Biden seems to be losing political capital with Susan Collins, Mitt Romney, among other Senate Republicans. These were in fact, those who may represent his best chance of enacting legislation garnering the support of both parties.
The Democratic president’s party holds slim majorities in both the House of Representatives and Senate. Due to this circumstance, he can ill afford to lose Democratic votes.
This has empowered and strengthened Democratic moderates like Senator Joe Manchin. He has outsized influence over the fate of Biden’s ambitious legislative priorities. That includes the infrastructure package and gun control, among others.
Biden has repeated since becoming president in January his interest in collaborating with Republicans. He has previously served for 36 years in the Senate.
On Monday, he is expected to host Republicans and Democrats from both chambers of Congress at the White House. They will be discussing matters of infrastructure.
Even before the announcement of the American Jobs Plan, a White House official said, the President and White House senior staff were briefing Republican lawmakers on the proposal. He’s enthusiastic about continuing to be in close touch with both parties about this historic investment in the backbone of the country, the White House official added.
A Skeptical Reception
An increasing number of Republicans have said Biden had no sincere interest in working with them. Notably, Biden won congressional passage of a major COVID-19 relief bill without the Republicans’ support.

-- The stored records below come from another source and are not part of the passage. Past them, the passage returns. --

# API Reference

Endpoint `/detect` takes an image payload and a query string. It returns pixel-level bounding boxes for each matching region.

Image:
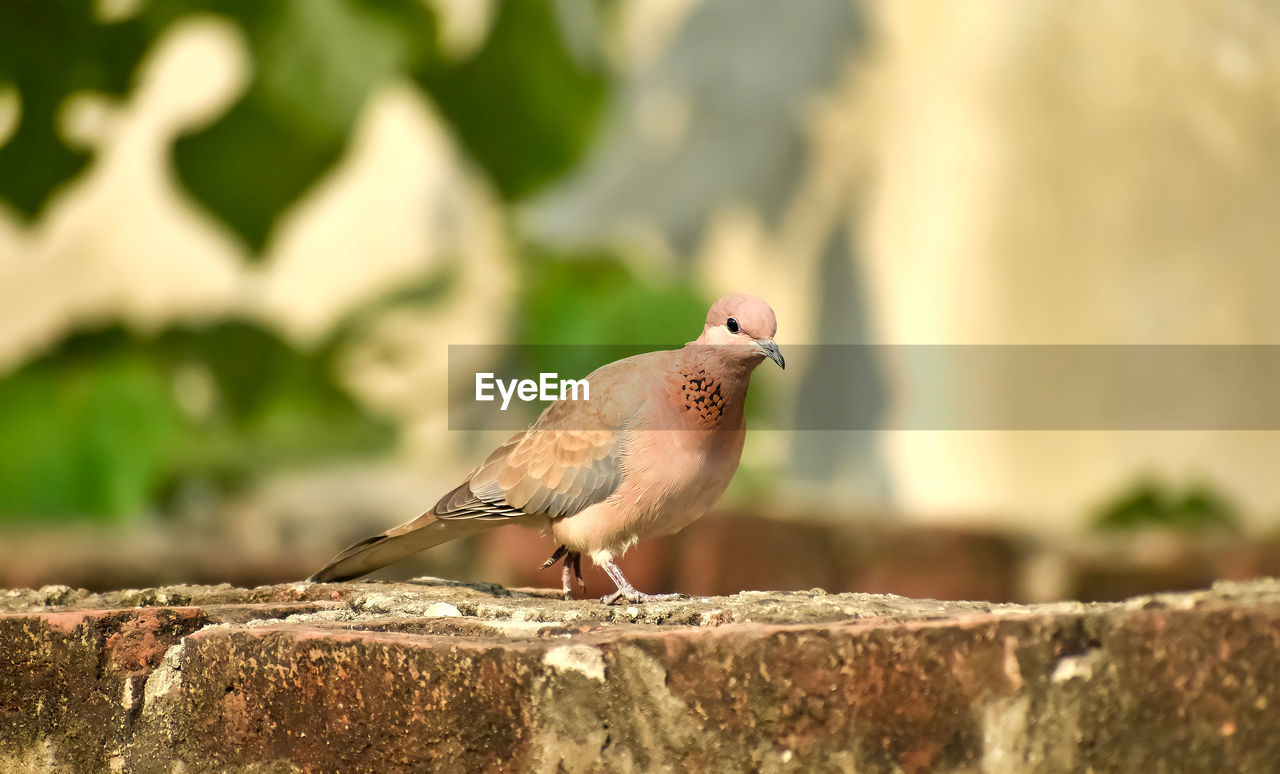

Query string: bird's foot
[541,545,586,601]
[600,588,687,605]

Representative Kevin Brady said the president has regrettably misled the public on every step of every piece of major legislation he has sent to Congress. The COVID bill wasn’t about COVID, this infrastructure bill isn’t about infrastructure, he added. Brady is the top Republican on the tax-writing House Ways and Means Committee, who is set to play a key role in the infrastructure battle.
Furthermore, Biden can also expect a more skeptical reception from a group of 10 Senate Republicans. They have met the president on the COVID-19 relief legislation in February. But it was only to have their calls to shrink the package dismissed.
Democrats subsequently used a process in Congress that enabled them to pass his $1.9 trillion bill without the support of the Republicans.
The White House official noted that the COVID-19 bill was a response to a raging national crisis. He added that negotiations on the jobs and infrastructure plan would be a more deliberative process.